This code extracts data about Dutch settlements from Wikidata, then uses geopandas to map them on a geographical map of the Netherlands. The user can filter the settlements by a substring of their name, and only the settlements that contain this substrig are displayed. E.g SUBSTRING
= 'dijk' it will plot only settlements with 'dijk' in there name
Before running the code, you need to install some dependencies. You can do this by running the following command in your terminal:
pip install -r requirements.txt
You also need to set some parameters in the parameters.py
file. You should set the SUBSTRING
parameter to the substring you want to filter the settlements on, and the PATH_TO_GEODATA
parameter to the path of the geojson that you want to use for plotting. As default this repo uses the geojson of the Netherlands
You can run the code by running the main.py
script in your terminal:
python main.py
This will run the entire pipeline, from extracting the data from Wikidata to plotting it on a map. The resulting plot will be displayed in your console.

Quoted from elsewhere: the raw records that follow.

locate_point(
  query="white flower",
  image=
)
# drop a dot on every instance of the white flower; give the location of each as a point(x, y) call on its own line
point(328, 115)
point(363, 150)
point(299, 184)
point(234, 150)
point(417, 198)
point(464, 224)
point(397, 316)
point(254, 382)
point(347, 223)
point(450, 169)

The code is divided into several modules, each of which performs a specific task:
extraction.py
: Contains the WikiDataQueryResults class, which allows you to extract data from Wikidata using SPARQL queries.queries.py
: Contains the SPARQL queries that are used to extract data from Wikidata.transform.py
: Contains the get_latitude_and_longitude and get_geodataframe functions, which transform the extracted data into a format that can be plotted on a map.visualize.py
: Contains the plot_on_map function, which plots the data on a map.parameters.py
: Contains the parameters that are used in the code.- The main script,
main.py
, imports these modules and runs the entire pipeline.